Sa voix m'a parut étrangement brisée, ça m'a laissé un peu confus... Je ne voulais pas dire cela, je ne le pensais même pas ! Cette fois-ci, c'est mes baromètres de stupidité et de je m'en veux à mort qui sont passés en état critique. Un petit sourire étire mes lèvres et je me rassois à ses côtés, essayant de réparer mes erreurs, ça va être dur.

- Excuse-moi, ce n'est pas ce que je voulais dire... »

Ses yeux sont embués de larmes et m'apellent muettement. Je ne suis pas quelu'un d'insensible, loin de là. Cette détresse dans son regard m'interpelle à tel point que je le prends dans mes bras. Je ne sais pas pourquoi j'ai fait ça... peut-être, par ce que c'est son seul souhait, être réconforté par quelqu'un... Mes mains carressent sa chevelure sombre tandis que je regarde le sol se rapprocher de nous. On va pouvoir enfin sortir de cet endroit flippant.

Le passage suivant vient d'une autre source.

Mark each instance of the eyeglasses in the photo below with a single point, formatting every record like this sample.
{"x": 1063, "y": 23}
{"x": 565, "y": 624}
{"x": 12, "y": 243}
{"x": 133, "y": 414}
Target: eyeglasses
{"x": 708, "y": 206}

Le corps de Vincent échappe de mes bras, il semble gêné de sa propre réaction. Il y a de quoi, ce n'est pas lui ça. Un rapide merci sort de ses lèvres. Son regard me fuit désormais, j'attrape sa main, comme pour lui signifier que je ne lui en tiendrai pas rigueur. Qu'importe, chacun ses moments de faiblesse. Un sourire glisse sur mes lèvres. Un rictus glisse sur les siennes. On se regarde depuis un moment, main dans la main... c'est limite clichet comme truc !

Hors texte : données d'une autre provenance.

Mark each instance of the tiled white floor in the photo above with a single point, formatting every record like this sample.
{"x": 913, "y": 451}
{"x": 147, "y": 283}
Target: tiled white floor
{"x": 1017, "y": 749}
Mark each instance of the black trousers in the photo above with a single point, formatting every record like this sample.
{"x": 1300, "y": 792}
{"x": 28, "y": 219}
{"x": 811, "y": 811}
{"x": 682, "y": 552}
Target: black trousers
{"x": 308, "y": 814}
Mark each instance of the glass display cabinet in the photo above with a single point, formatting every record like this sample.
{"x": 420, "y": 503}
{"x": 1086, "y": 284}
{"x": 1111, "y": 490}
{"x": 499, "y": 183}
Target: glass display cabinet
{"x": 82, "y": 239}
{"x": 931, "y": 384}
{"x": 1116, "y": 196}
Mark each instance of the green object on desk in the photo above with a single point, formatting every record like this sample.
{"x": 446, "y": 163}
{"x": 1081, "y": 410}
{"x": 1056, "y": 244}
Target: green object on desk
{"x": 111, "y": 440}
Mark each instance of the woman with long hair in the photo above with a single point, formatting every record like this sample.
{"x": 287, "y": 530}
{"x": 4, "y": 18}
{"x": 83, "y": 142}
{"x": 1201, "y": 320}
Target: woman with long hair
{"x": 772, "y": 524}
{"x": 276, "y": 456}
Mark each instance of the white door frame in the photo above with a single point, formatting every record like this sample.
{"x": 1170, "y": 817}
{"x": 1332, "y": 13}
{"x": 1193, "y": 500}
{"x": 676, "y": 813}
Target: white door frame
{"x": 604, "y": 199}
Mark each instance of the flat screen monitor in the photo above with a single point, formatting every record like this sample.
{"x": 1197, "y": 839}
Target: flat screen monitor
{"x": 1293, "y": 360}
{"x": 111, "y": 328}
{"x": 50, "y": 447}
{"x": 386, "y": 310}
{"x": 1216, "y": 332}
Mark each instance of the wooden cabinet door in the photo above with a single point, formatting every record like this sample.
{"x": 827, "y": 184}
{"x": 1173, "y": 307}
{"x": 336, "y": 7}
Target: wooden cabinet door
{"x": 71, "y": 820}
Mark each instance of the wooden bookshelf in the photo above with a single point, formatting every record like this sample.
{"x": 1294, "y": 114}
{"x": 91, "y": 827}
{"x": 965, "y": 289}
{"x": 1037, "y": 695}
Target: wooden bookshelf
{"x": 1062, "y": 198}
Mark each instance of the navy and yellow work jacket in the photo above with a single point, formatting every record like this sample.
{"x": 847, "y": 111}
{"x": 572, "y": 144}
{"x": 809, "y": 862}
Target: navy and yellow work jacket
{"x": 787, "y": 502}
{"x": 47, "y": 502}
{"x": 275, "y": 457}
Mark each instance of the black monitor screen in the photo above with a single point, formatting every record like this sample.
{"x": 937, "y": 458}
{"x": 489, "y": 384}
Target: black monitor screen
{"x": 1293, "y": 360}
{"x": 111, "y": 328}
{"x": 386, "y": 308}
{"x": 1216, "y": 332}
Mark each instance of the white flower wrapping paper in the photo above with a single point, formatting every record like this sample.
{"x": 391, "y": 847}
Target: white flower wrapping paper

Son corps se meut, il est maintenant assis sur mes cuisses. Ses mains glissent contre mon visage. Je ne m'en offusque plus vraiment, d'ailleurs j'ignore pourquoi. J'ai les bras en croix posés sur le dossier de la banquette et je regarde cet homme, découvrant une facette de lui que je ne connais pas... Un nouveau baiser voit le jour mais avant qu'on l'est calculé, la cabine s'est stoppée et la jeune femme avait ouvert cette satanée porte, arrêtant là l'élan de Vincent. La pauvre fille ne sait plus où se mettre, je la comprends. Je n'aimerais pas à avoir à surprendre deux hommes dans cette situation, moi non plus.